The goal is to get a majority of teachers to push back against policies adopted by Supt. John Deasy and the Board of Education, while also offering an alternative approach to improving academic achievement in the nation’s second-largest school district.


The effort comes in the wake of this month’s school board elections, which left unsettled a joust over the path of future school-improvement efforts. Union-backed incumbent Steve Zimmer prevailed, as did incumbent Monica Garcia, a strong Deasy backer. Deasy likely emerged with a sometimes fragile, but workable majority on most issues.

“The ‘strategy’ of closed-door negotiations around single issues without a broad public campaign to defend and promote public education is failing miserably,” said union activist David Rapkin in a recent online posting to other teachers. “Out-foxing the enemy at the negotiations table is a losing strategy. It ignores the fact that without building real grassroots power around a broad vision for public education, and a vision that includes our power to wage a popular strike, we cannot win in this political and economic climate.”

The union ballot language speaks of “collaborating with parents, students, school communities, and other educational allies and advocates” on a citywide campaign. It also calls for negotiations with district officials on a range of issues — and ending a defensive strategy attempting to block or modify district proposals as they appear one after another.

The goals include reversing budget cuts affecting jobs and classrooms and ending the practice of re-staffing low-performing schools and minimizing the use of standardized tests. Another target is the use of “value-added” formulas in evaluations, which rate instructors based on how much students have learned.
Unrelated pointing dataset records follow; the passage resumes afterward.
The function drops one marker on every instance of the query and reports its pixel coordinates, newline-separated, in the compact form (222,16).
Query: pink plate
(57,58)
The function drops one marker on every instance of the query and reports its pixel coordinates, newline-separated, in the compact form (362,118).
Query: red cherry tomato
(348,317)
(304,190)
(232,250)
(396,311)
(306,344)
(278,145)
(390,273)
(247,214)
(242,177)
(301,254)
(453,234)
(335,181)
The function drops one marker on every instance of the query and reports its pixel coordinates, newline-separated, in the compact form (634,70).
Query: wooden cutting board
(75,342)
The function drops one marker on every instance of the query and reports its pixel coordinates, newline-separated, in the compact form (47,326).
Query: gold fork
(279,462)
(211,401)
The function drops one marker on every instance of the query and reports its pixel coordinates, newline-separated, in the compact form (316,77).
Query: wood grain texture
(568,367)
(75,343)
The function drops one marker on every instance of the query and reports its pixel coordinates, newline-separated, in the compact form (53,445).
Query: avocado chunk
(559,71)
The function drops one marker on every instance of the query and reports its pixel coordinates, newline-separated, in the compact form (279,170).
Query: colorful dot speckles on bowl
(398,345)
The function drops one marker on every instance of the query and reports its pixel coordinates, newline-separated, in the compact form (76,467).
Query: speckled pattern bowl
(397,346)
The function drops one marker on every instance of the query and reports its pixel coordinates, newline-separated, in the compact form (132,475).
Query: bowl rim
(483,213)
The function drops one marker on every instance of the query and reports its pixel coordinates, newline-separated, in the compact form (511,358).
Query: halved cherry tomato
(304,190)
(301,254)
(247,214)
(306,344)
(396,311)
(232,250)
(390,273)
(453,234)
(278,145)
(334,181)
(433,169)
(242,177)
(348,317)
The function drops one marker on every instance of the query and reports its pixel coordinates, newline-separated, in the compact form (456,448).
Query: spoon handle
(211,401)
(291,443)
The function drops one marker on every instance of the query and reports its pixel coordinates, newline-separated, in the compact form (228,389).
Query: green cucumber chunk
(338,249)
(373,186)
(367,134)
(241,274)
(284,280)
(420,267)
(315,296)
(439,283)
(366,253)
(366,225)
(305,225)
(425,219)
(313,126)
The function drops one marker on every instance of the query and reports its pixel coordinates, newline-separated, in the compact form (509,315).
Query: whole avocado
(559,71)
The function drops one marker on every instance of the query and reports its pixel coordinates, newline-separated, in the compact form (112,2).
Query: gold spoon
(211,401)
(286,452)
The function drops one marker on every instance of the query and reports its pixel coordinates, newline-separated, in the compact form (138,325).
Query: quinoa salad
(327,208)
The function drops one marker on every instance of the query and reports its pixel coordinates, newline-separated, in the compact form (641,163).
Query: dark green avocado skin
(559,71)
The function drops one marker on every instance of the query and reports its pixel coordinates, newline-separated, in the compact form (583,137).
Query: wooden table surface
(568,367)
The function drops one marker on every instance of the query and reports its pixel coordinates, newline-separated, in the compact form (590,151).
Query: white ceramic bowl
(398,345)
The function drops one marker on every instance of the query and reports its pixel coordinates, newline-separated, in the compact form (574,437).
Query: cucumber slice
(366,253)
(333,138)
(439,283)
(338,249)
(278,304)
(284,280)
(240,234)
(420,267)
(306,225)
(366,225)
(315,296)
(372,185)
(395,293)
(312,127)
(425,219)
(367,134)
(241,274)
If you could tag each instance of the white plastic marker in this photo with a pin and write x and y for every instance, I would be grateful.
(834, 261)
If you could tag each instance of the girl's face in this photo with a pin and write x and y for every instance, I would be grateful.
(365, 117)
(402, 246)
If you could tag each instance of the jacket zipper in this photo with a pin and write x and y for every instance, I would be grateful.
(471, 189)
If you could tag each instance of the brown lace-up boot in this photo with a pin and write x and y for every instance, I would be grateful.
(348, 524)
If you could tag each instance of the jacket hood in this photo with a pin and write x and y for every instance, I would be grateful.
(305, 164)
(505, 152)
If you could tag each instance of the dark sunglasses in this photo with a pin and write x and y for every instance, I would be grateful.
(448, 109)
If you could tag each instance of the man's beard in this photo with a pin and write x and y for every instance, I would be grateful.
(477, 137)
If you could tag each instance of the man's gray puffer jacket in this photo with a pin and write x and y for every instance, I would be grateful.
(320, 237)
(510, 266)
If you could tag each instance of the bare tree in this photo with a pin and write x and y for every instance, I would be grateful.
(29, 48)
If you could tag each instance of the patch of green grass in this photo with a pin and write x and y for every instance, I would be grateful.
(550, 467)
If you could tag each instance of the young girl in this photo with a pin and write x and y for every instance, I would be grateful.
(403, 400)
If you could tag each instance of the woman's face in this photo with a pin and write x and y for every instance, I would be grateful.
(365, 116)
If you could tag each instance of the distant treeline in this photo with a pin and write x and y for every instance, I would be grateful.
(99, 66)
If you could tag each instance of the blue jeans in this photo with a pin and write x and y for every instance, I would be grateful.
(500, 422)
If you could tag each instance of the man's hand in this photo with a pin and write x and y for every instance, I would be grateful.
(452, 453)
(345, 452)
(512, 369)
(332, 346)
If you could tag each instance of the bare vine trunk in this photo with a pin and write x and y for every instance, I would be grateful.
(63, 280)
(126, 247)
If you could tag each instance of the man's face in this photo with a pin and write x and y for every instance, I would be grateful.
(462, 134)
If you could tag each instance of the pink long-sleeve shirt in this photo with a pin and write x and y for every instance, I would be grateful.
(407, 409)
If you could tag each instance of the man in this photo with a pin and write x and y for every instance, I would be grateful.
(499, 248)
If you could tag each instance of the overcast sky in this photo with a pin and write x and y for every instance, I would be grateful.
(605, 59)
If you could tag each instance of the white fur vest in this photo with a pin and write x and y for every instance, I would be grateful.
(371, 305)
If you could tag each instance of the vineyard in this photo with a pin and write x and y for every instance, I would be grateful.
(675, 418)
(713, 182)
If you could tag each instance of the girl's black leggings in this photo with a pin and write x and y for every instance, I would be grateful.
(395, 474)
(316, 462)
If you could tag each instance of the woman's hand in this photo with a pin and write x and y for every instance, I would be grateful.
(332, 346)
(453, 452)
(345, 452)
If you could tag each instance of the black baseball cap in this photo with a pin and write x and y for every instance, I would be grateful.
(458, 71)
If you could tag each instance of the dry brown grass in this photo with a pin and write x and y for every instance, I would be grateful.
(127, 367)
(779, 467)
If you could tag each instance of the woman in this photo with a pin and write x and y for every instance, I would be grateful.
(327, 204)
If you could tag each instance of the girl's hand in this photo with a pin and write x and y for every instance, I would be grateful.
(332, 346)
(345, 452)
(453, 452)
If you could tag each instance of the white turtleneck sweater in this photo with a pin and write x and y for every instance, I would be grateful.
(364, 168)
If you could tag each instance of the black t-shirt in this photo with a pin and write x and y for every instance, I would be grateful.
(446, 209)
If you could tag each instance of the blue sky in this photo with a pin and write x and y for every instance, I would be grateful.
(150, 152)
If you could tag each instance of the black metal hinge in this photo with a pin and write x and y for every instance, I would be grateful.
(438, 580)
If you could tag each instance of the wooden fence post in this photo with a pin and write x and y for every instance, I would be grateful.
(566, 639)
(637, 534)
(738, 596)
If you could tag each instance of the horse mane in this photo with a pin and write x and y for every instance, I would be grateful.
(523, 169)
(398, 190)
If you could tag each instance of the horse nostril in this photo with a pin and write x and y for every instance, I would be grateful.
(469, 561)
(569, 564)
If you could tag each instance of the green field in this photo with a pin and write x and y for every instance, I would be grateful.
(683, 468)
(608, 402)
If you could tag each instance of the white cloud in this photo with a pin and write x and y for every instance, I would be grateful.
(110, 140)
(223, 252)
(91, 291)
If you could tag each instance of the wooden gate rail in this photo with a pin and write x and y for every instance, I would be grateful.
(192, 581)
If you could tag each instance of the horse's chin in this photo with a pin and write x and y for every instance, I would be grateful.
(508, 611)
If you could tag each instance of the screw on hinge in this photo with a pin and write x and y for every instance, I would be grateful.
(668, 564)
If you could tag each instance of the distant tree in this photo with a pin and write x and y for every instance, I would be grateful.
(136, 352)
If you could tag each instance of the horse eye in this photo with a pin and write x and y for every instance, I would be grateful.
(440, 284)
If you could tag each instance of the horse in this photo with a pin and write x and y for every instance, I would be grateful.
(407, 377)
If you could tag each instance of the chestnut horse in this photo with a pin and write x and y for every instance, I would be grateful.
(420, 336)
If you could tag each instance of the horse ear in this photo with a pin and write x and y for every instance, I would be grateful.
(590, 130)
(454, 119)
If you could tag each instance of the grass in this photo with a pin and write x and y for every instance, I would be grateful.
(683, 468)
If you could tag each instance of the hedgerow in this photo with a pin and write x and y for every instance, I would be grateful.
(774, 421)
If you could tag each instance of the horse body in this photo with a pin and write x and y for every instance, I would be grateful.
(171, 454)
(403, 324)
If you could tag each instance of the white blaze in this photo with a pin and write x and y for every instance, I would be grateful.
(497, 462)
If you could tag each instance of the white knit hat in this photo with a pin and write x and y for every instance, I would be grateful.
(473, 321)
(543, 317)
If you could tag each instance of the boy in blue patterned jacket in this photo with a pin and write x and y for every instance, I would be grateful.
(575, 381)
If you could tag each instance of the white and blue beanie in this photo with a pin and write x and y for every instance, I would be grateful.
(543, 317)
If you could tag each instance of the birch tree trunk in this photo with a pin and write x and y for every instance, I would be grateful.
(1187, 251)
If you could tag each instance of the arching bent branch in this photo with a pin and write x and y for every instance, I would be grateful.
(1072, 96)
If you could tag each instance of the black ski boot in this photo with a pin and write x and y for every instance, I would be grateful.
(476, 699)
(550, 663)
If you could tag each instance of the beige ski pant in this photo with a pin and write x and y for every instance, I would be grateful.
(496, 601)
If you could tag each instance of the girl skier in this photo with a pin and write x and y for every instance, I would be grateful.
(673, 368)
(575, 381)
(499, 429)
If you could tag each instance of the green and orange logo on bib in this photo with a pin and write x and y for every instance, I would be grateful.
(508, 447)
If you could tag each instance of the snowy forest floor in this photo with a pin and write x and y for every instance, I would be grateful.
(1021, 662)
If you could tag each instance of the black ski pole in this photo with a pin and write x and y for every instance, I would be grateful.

The union “demands should include reduced class sizes, full staffing of our schools, restored funding of Adult and Early Childhood Education, equity and access for all students, safe and clean schools, better pay for all school employees, a stop to excessive unnecessary student ... testing use, an end to reconstitution and school giveaways,” in the language of the resolution. Backers said they were inspired by the activism behind last year’s Chicago teachers strike, although they said a strike might not be necessary here. Some organizers are especially upset over the recent decision to re-staff Crenshaw High School in Leimert Park.

The school district declined to comment on the effort. United Teachers Los Angeles President Warren Fletcher also had no immediate response.


The initiative petition had 1,130 valid signatures — enough to compel the union leadership to schedule a vote under union rules.